22 mesures pour faire de la vie nocturne un enfer

Paris est la première destination touristique mondiale. Mais cela ne suffit pas au MAEDI (ministère des Affaires étrangères et du Développement international) qui a commandé un rapport afin de « développer et promouvoir la vie nocturne française ». Le titre du rapport : 22 mesures pour faire de la vie nocturne un facteur d’attractivité touristique à l’international. Ou 22 mesures pour rendre les villes invivables la nuit?

Petit florilège de ce rapport qui « n’engage que ses auteurs » et qui « fera l’objet d’un examen par le Ministre ». Il est cependant publié sur le site du MAEDI, ce qui lui confère un certain poids. Or, il s’appuie sur des données partiales et ouvre des perspectives inacceptables.

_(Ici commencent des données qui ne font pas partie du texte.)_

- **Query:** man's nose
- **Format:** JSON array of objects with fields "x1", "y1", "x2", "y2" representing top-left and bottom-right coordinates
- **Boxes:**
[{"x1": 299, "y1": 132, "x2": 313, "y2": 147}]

« La concurrence d’autres capitales nationales ou régionales comme Berlin, Londres ou Barcelone, qui ont développé des stratégies de communication offensives sur le thème de la nuit, est très forte. Se décrivant comme « des villes qui ne dorment jamais », accueillantes et ouvertes sur le monde, elles sont des destinations privilégiées de touristes européens dès le vendredi soir. »
L’objectif est, en réalité, de faire de Paris en priorité, une ville qui ne dort jamais, c’est-à-dire une ville dont les habitants ne dorment jamais. Pour mémoire, M. Le Ministre, le sommeil est un besoin et la privation de sommeil est un mode de torture très efficace. Est-ce bien ce que vous souhaitez infliger aux Parisiens et, dans la logique du rapport, aux habitants de bien d’autres villes françaises ?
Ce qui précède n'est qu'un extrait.